Nieuwe verlichting
‘Wat is het hier donker!’ is een opmerking die je geregeld hoort in Huis Van Gijn. De ‘duisternis’ is geen bezuiniging of het gevolg van gebrek aan aandacht, maar een weloverwogen keuze. Want in negentiende-eeuwse woonhuizen is het lichtniveau nu eenmaal een stuk lager dan tegenwoordig.
Kostbaar
In die tijd is verlichting kostbaar; brandstoffen zijn duur. Verlichting bestaat tot ver in de negentiende eeuw uit kaarsen en olielampen. Rond 1850 komt gasverlichting op. Het aanleggen van gasleidingen is een flinke investering, waardoor het alleen voor welgestelden is weggelegd. Simon van Gijn laat ook gasverlichting aanleggen, maar niet in de eetkamer. Dineren, zo vindt hij, doe je bij kaarslicht of eventueel bij het licht van een olielamp.

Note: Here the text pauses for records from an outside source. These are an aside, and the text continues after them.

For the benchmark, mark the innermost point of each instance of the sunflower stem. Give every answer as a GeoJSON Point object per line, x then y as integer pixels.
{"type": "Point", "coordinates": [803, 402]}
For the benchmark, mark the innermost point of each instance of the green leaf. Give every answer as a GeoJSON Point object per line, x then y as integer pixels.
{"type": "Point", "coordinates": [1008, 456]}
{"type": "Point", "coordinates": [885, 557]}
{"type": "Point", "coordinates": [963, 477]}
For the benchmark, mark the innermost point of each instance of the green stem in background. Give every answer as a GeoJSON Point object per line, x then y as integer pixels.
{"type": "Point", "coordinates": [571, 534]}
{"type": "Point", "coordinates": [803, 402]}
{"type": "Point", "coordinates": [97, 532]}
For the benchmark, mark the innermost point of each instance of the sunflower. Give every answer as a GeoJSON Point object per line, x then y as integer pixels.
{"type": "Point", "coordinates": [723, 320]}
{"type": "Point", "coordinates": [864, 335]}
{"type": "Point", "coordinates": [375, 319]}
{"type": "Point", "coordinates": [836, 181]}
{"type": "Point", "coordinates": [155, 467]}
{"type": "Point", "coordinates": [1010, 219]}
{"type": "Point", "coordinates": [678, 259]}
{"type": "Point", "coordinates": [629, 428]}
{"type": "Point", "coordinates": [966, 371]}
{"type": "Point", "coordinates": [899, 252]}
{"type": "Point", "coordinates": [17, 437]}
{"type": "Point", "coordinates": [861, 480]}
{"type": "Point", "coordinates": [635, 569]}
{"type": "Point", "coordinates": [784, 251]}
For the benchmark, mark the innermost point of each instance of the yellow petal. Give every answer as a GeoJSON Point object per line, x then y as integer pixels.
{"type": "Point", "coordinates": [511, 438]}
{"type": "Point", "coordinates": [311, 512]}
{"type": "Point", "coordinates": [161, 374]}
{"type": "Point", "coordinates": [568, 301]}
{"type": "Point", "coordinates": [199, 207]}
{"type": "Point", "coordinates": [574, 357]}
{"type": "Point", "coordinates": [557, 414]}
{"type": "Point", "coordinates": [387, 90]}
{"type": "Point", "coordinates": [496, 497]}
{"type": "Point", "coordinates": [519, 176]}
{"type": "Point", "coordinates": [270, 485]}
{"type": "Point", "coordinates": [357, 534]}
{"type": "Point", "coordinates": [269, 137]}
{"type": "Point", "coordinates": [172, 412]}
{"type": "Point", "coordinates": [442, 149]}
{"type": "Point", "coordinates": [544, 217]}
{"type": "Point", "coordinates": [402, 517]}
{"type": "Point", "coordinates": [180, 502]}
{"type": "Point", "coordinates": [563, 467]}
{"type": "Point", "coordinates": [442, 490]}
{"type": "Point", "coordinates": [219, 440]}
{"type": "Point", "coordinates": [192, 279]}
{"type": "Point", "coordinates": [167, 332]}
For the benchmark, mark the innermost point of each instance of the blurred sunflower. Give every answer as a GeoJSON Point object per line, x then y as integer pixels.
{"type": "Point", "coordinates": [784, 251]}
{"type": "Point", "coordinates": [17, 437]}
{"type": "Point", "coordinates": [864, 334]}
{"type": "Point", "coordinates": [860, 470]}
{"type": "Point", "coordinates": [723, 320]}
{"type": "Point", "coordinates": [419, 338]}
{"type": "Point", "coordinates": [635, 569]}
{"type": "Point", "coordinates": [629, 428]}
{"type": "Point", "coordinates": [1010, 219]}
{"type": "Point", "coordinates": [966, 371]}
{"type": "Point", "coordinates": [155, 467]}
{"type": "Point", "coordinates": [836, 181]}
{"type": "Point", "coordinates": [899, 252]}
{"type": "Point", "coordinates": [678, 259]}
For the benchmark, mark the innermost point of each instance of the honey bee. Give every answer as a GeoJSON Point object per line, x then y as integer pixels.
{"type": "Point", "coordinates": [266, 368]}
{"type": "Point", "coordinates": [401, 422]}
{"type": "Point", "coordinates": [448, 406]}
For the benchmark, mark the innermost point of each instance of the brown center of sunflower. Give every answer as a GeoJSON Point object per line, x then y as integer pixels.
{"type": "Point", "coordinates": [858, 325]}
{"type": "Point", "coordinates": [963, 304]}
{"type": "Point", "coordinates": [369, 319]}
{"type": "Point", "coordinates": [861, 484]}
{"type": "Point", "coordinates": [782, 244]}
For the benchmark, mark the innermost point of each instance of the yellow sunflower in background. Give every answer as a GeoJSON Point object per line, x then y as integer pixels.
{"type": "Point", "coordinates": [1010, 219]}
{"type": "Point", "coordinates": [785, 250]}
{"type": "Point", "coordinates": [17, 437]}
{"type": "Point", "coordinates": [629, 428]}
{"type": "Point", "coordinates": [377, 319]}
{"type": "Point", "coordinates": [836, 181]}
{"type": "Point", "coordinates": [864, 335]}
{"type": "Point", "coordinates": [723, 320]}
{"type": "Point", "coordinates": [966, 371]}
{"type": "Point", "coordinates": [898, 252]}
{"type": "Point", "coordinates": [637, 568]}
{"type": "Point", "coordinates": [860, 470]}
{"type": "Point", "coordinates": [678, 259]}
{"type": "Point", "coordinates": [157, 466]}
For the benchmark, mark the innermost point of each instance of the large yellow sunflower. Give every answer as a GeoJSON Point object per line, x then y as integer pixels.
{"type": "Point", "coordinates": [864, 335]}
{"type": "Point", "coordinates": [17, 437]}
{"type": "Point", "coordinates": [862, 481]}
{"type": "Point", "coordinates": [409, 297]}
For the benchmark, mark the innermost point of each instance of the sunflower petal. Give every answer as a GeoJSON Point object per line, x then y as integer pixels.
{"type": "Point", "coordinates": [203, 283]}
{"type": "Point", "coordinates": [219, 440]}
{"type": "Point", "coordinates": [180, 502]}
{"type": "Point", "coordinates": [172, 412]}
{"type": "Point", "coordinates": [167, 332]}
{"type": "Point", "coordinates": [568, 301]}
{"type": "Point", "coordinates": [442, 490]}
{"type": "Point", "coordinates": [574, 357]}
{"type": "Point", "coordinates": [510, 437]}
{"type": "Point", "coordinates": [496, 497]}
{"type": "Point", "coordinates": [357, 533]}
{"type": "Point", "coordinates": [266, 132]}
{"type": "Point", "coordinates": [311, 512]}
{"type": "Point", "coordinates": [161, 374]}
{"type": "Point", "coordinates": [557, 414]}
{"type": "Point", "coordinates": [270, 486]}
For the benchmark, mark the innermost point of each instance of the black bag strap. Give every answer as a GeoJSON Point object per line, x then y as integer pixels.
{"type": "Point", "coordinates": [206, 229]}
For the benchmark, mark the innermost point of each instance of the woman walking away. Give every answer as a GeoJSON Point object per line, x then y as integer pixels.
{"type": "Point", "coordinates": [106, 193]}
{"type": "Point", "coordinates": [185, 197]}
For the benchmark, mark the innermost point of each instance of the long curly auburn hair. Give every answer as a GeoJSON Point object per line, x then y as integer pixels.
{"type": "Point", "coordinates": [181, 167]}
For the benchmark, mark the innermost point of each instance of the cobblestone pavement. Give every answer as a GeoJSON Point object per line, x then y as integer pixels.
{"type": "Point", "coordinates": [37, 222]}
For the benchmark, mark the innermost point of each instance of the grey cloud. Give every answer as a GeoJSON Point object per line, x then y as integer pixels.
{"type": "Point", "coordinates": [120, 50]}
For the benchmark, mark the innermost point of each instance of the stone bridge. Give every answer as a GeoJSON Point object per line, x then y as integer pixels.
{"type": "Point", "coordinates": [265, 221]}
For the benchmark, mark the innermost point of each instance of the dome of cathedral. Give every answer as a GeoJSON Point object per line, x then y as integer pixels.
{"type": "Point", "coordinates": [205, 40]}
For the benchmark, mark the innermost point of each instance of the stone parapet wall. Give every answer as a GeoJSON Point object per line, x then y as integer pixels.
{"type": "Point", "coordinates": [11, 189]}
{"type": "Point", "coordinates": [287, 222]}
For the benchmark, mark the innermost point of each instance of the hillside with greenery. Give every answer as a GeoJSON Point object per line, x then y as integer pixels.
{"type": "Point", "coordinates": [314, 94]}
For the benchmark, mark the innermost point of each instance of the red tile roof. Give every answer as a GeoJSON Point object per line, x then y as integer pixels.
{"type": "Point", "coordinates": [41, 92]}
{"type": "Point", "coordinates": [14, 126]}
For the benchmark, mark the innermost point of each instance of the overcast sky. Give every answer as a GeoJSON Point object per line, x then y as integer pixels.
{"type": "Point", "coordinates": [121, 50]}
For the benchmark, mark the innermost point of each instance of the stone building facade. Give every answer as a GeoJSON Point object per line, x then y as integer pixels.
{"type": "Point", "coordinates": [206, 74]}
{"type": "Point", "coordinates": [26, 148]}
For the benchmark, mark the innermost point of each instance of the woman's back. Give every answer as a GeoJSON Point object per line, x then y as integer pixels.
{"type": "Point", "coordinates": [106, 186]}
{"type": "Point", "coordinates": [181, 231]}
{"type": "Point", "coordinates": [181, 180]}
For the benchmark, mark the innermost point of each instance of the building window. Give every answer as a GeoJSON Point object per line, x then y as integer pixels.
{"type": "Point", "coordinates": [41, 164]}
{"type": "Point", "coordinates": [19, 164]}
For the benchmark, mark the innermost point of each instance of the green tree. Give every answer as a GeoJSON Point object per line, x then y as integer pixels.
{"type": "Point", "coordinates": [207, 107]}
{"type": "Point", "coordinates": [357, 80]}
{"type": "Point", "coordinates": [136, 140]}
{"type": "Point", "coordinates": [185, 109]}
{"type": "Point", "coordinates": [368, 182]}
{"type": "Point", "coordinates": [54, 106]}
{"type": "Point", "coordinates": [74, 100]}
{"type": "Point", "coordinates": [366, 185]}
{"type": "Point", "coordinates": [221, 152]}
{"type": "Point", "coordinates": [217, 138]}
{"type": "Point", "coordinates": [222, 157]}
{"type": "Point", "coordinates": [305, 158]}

Pas na het overlijden van Simon van Gijn in 1922 wordt het huis aangesloten op het elektriciteitsnetwerk.
Zuinig
In de negentiende eeuw brandt licht alleen daar waar je het nodig hebt. Lampen branden in principe alleen ’s avonds en wanneer er kaarsen aan zijn, gaat de gaslamp uit. Zo’n gaslamp doet bovendien de sfeer van kaarslicht teniet.
Trucjes
Er zijn weinig lichtpunten in de kamers. Meestal is er één centraal lichtpunt. Soms staan er kaarsen op de schouw en is er op een tafel een losse olielamp. Met trucjes wordt het effect van licht vergroot; reflectie in spiegels, verguldsel, koper en glas zorgen voor meer licht.
Moderne technieken
In Huis Van Gijn proberen we het oorspronkelijke licht en de oorspronkelijke lichtbronnen duurzaam na te bootsen, met de nieuwste technieken. Dat betekent het gebruik van Led-licht en een lichtprotocol; op een donkere decemberdag is er meer licht aan dan op een zonnige zomerdag.
Foto's
Op foto’s die Van Gijn in 1902-1904 van zijn interieur laat maken, zijn de verlichtingsarmaturen te zien. Eenzelfde soort lichtbronnen is in Huis Van Gijn teruggebracht. Met hier en daar een uitzondering, omdat het in sommige kamers wel erg donker was.